Frankly, it doesn’t matter what anyone else thinks, OP. You have to do what you are comfortable with in your own home. Sounds to me like you have some reservations about them living together. It’s pretty clear DD knows this and out of respect for your feelings, opted to stay at a BnB in the past. I would say she is a thoughtful and loving daughter. And since the BF’s parents seem to share your conservative views, the couple shouldn’t be surprised by a request that they sleep separately. For a few days, it will be fine.
 
I can't imagine telling adults in their 20s, especially ones who live together, that they can't sleep in the same room/bed. For what reason? Believe it or not, adults can sleep in the same bed and simply just *sleep*. I suspect most houseguests would do exactly that and not other things, if that's the concern.

Perhaps I'm bias, but I moved out of my parents house at age 19 and moved two hours away. My (now) DH and I were together for 11 years before we got married, and we visited my parents frequently during that time, always sharing a room. We lived together, had a dog together, were eventually engaged, now married. They trusted us at their house, and we respected their house. No problems.
 
Smoking and pets can cause damage and/or potential health hazards to the home owners. Drugs are illegal. Not quite the same as a moral objection.
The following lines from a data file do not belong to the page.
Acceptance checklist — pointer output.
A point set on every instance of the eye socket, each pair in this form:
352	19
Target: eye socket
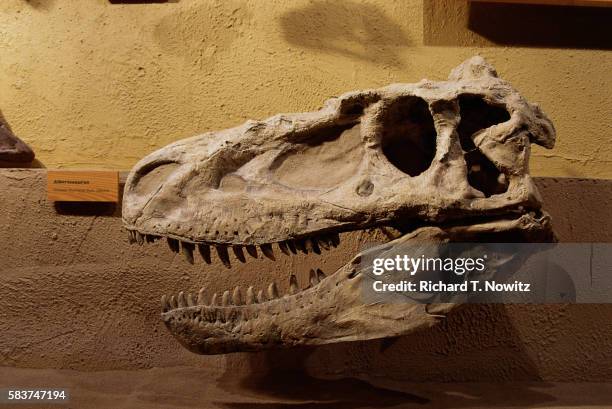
477	114
409	138
150	177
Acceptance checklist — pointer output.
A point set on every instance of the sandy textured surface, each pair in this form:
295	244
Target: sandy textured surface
189	387
95	84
There are still places where pre-marital sex is illegal, and some places where certain sex acts are illegal. Drugs are not illegal everywhere, nor are all kinds.

Before my wife and I got married each of our families had completely different approaches. The first time I met my future FIL, I introduced myself immediately after walking out of his daughter's bedroom in the morning. We had been dating for a little while, little did he know I was going to propose the next day.
Three months before our wedding my Grandfather required that we sleep in separate rooms even though we were living together. He was also a very devout Catholic so I'm sure that was part of it as well.